December 27 -Ordinary joy. Our most profound joy is often experienced during ordinary moments. What was one of your most joyful ordinary moments this year?
Nursing brings me more joy than I had thought. Yes, it is messy and complicated and patients can be infernally frustrating, but I still feel that it is such a privilege to be able to care for people when they are at their most vulnerable. The best moments in nursing for me aren’t in the critical moments when I’m making tough decisions about patient care or trying to keep a patient from the brink of medical disaster. The best moments for me come when I’m taking a patient history, helping someone with their medication, rocking a scared child. I feel joy when I know a connection has been made between myself and a patient. Despite the fact that nursing is such an intimate profession, it’s not very common to make a profound connection with patients because there is just so much to do in a shift. Most of my time is usually focused on just maintaining the status quo. Sometimes, though, I recognize a kindred spirit, or someone opens themselves up enough to trust in my care, or I get a “thank you” and that sustains me.

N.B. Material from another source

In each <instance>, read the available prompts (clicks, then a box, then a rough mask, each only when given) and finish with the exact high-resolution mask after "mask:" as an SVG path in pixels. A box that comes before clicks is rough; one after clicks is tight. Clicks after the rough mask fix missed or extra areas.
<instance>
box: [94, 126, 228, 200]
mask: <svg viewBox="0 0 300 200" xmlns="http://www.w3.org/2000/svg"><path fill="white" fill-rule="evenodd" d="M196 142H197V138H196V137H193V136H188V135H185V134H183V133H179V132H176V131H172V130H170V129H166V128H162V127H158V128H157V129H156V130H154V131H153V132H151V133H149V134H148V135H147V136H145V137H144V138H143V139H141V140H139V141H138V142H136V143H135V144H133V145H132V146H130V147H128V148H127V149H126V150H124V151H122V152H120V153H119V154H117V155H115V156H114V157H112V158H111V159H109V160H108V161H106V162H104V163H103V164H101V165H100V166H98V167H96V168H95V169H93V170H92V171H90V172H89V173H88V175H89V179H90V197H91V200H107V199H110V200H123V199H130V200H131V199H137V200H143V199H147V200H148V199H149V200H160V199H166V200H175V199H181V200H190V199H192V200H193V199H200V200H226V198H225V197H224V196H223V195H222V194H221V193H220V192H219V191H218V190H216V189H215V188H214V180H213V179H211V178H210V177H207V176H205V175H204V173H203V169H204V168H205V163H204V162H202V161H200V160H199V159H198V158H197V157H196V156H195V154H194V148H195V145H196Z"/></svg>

My mot joyful ordinary moment this year occurred during the days I got to care for infant A. at The Children’s Hospital of Philadelphia. He arrived on our unit at about 9 days of age – so new to the world. I took such delight in seeing him grow and achieve developmental milestones over the months that I cared for him that the other nurses teased me. There is just something so magical about seeing a human being develop that it is hard not to be mystified. I knew that I wasn’t his mother but I felt such elation the first time he made purposeful eye-contact with me. I enjoyed being his cheerleader – encouraging him during feedings, quieting him after procedures, updating the medical team on his progress. I never once saw or met his parents in the 14 weeks I was on that unit. Their absence – complicated reasons I won’t go into – ignited a little fire within me that kept my anger on a low boil for weeks. I eventually got tired of wondering who these individuals were and speculating about their parenting abilities. Instead I focused on providing A. with lots of positive energy in the time I could give him. Just because I wasn’t his mother didn’t mean that I couldn’t love him in a way, too. My nursing care improved when I focused on communicating to this little babe that he was loved and cared for and going to do just fine in the world. Once I let go of the anger, I found there was certainly a whole lot more room for the joy.